WCER
- Delhi, New York; United States;
- Frequency: 97.5 MHz

Programming
- Format: Christian radio
- Network: Family Life Network

Ownership
- Owner: Family Life Ministries, Inc.
- Sister stations: WCEB; WCEG;

History
- First air date: April 2008
- Former call signs: WTBD-FM (2007–2024)

Technical information
- Licensing authority: FCC
- Facility ID: 164165
- Class: A
- ERP: 6,000 watts
- HAAT: 100 meters (330 ft)
- Transmitter coordinates: 42°14′9.3″N 74°57′10.5″W﻿ / ﻿42.235917°N 74.952917°W

Links
- Public license information: Public file; LMS;

= WCER (FM) =

WCER (97.5 MHz) is a radio station licensed to Delhi, New York. WCER is owned by Family Life Ministries.

==History==
The 97.5 allocation in Delhi, New York, was added by the Federal Communications Commission (FCC) in 1999. Double O Radio won the construction permit at auction for $399,000 in 2004; it put WTBD-FM on the air in April 2008 with an adult hits format. Double O sold 26 radio stations, including WTBD-FM, to Townsquare Media in 2011. In early 2019, Townsquare closed the station's studios in Walton, which were shared with WDLA, WDLA-FM, WDHI, and WIYN; operations were moved to the company's Oneonta facility.
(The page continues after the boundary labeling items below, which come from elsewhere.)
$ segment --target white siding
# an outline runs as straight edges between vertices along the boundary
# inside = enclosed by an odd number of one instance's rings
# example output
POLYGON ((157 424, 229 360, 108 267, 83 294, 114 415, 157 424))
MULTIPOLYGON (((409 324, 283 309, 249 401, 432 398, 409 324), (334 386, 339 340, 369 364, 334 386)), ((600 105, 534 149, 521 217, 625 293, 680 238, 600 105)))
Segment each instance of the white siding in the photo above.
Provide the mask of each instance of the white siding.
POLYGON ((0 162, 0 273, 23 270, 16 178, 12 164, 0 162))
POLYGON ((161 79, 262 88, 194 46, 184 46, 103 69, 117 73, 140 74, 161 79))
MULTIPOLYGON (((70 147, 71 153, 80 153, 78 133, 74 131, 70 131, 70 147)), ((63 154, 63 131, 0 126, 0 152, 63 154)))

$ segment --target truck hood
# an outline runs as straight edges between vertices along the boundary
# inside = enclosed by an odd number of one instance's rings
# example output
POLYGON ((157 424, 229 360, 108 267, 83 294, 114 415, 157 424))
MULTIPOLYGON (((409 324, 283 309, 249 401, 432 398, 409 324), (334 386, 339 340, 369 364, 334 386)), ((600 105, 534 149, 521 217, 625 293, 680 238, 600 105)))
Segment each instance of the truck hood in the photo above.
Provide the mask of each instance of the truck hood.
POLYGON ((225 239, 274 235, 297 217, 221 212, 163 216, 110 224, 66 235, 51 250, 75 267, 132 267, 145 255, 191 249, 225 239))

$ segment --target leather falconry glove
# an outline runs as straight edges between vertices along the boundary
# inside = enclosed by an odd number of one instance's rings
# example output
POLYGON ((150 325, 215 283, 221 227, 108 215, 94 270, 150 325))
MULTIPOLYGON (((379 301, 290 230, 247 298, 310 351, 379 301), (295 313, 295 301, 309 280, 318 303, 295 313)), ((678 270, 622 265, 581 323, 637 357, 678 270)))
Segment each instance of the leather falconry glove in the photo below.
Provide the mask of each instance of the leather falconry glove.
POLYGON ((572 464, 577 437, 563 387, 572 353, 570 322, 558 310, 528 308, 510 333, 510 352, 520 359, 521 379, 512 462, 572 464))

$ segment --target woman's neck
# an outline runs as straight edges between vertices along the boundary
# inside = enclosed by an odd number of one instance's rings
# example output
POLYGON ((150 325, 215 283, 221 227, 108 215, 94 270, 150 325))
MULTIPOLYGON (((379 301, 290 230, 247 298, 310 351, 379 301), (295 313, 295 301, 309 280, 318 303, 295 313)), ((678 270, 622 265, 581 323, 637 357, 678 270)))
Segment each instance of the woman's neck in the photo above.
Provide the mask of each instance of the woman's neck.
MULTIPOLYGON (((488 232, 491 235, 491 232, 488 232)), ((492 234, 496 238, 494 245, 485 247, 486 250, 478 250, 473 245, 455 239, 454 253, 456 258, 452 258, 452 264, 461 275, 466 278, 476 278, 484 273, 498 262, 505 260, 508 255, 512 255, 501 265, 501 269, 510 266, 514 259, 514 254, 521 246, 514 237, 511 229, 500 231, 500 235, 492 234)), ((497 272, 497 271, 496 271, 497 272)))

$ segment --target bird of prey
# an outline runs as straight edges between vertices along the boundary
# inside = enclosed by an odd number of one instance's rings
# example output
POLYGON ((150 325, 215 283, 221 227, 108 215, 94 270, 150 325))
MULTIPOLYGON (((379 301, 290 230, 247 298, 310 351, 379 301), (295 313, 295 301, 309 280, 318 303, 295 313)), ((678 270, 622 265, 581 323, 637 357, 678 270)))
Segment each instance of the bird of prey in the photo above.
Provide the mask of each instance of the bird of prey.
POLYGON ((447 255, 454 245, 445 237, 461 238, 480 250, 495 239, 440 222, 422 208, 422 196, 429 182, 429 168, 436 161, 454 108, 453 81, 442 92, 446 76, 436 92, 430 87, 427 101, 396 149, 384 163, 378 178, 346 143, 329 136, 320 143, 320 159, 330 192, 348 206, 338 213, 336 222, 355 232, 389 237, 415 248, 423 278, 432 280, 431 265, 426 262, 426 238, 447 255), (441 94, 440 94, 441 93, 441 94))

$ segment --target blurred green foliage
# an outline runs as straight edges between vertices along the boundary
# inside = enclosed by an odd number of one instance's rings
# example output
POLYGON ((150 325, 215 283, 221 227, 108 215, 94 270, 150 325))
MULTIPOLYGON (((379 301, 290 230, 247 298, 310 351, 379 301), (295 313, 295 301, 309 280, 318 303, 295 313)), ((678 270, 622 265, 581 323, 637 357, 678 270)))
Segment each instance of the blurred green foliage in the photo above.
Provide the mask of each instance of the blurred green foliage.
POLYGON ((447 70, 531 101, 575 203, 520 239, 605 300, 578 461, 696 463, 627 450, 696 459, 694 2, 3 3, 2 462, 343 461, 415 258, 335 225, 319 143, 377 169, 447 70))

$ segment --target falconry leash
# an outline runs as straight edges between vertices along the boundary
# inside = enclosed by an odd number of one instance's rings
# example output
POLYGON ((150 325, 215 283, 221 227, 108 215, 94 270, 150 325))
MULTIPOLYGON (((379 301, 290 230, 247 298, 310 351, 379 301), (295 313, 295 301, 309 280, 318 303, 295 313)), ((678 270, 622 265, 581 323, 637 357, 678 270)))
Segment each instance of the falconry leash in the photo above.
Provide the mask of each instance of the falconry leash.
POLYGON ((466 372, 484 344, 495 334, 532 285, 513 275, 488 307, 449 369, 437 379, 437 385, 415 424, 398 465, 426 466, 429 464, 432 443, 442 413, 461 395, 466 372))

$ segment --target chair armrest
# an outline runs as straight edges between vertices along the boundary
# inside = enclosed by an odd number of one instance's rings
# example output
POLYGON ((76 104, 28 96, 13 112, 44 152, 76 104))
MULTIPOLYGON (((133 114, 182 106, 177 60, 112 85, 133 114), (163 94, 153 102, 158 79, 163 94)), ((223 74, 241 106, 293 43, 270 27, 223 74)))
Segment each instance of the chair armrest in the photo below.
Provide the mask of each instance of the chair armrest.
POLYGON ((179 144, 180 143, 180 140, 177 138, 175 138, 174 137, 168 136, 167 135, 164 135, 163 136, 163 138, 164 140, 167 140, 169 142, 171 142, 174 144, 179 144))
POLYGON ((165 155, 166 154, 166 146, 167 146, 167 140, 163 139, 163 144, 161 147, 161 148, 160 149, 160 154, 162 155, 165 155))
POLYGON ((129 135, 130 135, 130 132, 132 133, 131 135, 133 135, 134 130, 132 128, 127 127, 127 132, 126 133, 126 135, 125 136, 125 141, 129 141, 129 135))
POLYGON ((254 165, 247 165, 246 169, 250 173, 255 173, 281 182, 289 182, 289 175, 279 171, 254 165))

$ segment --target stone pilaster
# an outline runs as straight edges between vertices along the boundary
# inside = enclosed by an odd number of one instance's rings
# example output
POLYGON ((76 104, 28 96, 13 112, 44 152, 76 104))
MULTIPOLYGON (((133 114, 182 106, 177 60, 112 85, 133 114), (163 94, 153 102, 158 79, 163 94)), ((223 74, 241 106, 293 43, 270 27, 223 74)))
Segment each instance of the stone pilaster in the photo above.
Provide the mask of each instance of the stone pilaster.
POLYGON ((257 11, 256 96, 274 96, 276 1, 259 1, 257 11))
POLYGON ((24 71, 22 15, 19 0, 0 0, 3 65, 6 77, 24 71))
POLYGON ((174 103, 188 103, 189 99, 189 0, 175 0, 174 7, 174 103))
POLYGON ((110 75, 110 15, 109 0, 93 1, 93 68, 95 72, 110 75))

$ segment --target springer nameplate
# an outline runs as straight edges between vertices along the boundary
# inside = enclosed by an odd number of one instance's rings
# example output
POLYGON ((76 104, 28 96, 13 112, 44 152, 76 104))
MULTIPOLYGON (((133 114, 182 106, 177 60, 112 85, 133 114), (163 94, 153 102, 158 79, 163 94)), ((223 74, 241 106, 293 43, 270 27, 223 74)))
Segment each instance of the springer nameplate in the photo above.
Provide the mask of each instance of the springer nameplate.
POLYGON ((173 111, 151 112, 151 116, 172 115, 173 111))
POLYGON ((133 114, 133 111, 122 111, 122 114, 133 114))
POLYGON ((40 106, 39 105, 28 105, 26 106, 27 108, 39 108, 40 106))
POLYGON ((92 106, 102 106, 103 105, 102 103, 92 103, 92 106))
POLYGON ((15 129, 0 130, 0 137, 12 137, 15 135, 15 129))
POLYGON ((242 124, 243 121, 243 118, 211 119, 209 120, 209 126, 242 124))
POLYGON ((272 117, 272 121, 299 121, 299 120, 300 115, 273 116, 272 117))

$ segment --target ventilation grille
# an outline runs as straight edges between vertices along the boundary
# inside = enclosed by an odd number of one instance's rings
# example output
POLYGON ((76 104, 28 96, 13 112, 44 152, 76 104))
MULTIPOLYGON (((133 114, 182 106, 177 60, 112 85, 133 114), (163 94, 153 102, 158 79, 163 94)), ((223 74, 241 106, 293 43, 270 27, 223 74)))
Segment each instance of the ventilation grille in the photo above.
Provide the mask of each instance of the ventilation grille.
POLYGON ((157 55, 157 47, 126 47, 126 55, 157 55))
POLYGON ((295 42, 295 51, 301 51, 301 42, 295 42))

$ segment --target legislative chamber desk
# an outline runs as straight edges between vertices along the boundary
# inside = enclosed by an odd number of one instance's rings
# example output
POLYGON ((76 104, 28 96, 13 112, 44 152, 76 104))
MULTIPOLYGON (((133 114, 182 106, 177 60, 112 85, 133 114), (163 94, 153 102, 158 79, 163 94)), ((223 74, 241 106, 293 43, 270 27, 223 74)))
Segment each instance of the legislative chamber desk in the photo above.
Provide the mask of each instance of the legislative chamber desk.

On December 31, 2023, WTBD-FM ceased operations; at the time of the closure, the station had a contemporary hit radio format. In May 2024, Townsquare Media sold the station, along with WDHI and WIYN (which had shut down at the same time), to the Family Life Network. WTBD-FM returned to the air October 8, 2024, and changed its call sign to WCER on December 6.